Dexter threw his head back with a moan as he threaded his fingers through Jonah’s hair. The sounds coming from his mouth were downright indecent, and Jonah bloody lived for them. He could feel Dexter’s thighs trembling beneath his palms as he worked his mouth around his length, and he knew the other man wouldn’t last long, not with the way his grip on his curls tightened and his jaw slackened with each needy pant. God, Jonah loved seeing him like this, eyes closed, a pink tint swiped across his cheekbones and body completely prone to every little thing Jonah did. Jonah kissed his thighs afterward, causing Dexter to twitch slightly as his body worked its way through its intense sensitivity before he reached down to tilt Jonah’s chin up and guide him to his mouth. They kissed lazily for several minutes, Jonah in Dexter’s lap in his dressing room chair, the position not entirely comfortable but neither of them cared.
“Bloody hell,” Dexter whispered, his voice sounding wrecked despite needing to be onstage in less than an hour. “I think that was the most enthusiastic blow job I’ve ever had.”
Jonah laughed and removed himself from Dexter’s lap, scooping his underwear from the floor and chucking it to him playfully. He could feel how swollen his lips were. They tingled slightly, and he reveled in the sensation. “I’ve had a good day, and I wanted to show you how much I missed you.” Julianna’s name was on the tip of his tongue, but he couldn’t tell Dexter about the earlier call, not yet, not until he had something concrete to tell him.
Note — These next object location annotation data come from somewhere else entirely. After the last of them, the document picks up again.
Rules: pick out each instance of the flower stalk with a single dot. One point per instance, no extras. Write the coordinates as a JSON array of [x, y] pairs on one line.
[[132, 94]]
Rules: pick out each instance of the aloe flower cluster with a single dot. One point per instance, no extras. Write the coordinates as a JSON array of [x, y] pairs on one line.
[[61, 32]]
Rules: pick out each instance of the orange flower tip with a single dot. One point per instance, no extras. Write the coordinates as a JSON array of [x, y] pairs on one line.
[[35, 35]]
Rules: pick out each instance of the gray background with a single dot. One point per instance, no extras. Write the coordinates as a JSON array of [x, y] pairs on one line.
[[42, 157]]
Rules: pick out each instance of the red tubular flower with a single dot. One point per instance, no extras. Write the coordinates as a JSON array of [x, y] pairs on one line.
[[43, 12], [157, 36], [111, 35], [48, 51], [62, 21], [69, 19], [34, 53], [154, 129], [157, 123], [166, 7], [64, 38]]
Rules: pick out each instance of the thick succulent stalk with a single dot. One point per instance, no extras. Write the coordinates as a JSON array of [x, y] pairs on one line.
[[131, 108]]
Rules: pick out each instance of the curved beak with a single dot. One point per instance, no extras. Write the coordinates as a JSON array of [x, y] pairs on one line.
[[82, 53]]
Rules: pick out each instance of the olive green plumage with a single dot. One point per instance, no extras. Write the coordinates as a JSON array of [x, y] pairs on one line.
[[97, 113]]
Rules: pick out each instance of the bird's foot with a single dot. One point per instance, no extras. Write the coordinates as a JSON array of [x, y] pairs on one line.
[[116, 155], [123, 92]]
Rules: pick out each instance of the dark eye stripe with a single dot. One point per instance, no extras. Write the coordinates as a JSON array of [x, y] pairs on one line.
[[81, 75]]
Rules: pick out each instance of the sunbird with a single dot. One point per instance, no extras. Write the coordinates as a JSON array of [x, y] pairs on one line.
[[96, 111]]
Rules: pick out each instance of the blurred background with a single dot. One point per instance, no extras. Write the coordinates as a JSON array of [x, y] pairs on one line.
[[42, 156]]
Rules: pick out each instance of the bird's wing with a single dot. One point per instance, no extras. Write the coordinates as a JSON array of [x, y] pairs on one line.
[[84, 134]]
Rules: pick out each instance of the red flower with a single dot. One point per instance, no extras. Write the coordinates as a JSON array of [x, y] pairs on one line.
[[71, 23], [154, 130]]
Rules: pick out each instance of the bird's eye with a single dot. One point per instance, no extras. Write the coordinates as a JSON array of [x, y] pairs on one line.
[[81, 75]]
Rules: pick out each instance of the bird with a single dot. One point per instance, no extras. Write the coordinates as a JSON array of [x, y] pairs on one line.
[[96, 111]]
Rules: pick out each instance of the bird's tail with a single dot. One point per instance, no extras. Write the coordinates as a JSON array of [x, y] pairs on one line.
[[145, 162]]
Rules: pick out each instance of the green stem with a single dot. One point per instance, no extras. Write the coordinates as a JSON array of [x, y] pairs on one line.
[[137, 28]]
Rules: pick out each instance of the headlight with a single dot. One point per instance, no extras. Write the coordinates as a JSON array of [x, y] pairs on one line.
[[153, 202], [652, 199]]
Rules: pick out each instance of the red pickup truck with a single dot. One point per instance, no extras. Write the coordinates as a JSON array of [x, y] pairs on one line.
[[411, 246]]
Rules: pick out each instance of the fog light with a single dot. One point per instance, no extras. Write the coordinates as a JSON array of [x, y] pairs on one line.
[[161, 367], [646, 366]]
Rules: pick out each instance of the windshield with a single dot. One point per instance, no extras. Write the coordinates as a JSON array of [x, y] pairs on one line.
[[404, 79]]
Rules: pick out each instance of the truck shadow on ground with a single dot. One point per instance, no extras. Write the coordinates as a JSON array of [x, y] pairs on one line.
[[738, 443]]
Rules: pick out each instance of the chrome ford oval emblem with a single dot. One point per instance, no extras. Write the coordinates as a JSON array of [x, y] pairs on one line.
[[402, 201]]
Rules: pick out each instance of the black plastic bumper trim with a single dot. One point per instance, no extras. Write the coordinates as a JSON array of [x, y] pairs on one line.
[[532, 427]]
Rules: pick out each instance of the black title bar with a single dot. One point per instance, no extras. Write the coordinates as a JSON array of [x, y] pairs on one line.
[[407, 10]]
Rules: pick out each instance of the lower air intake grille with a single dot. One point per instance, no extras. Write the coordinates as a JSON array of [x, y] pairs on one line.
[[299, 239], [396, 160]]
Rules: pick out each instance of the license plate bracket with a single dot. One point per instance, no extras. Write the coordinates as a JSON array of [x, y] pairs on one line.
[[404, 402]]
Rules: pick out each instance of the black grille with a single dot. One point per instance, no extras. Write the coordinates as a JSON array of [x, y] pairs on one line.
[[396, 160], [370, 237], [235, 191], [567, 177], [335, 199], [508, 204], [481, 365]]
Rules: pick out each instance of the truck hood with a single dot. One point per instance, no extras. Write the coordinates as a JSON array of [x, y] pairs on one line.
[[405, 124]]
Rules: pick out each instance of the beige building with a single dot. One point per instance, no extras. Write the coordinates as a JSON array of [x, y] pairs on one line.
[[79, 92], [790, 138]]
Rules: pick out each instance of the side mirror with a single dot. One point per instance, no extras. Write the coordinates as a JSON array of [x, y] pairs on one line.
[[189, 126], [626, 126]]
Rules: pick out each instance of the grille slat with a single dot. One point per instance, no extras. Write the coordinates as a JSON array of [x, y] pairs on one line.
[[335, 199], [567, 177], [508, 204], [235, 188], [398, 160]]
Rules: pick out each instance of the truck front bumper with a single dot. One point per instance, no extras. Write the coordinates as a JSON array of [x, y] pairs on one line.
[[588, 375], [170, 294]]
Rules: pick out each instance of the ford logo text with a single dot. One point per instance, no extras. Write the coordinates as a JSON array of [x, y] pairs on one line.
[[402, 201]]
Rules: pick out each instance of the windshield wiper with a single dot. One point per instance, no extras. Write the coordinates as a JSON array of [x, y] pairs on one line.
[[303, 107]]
Hush-hush.
“Missed me? You saw me Saturday.”
“Yeah, and then you went off-grid for two days like usual.”
Dexter cleared his throat as he reached for the comb on his dressing table to tidy his hair. “I don’t go off-grid.”
“Yeah you do,” Jonah said, throwing caution to the wind by decidingto address the missing-Dexter phenomenon head-on. They’d been not-casual for a month now, and Jonah thought he deserved to know what his boyfriend, if he could call him his boyfriend, did when he didn’t answer messages for two days and vanished off the face of the earth.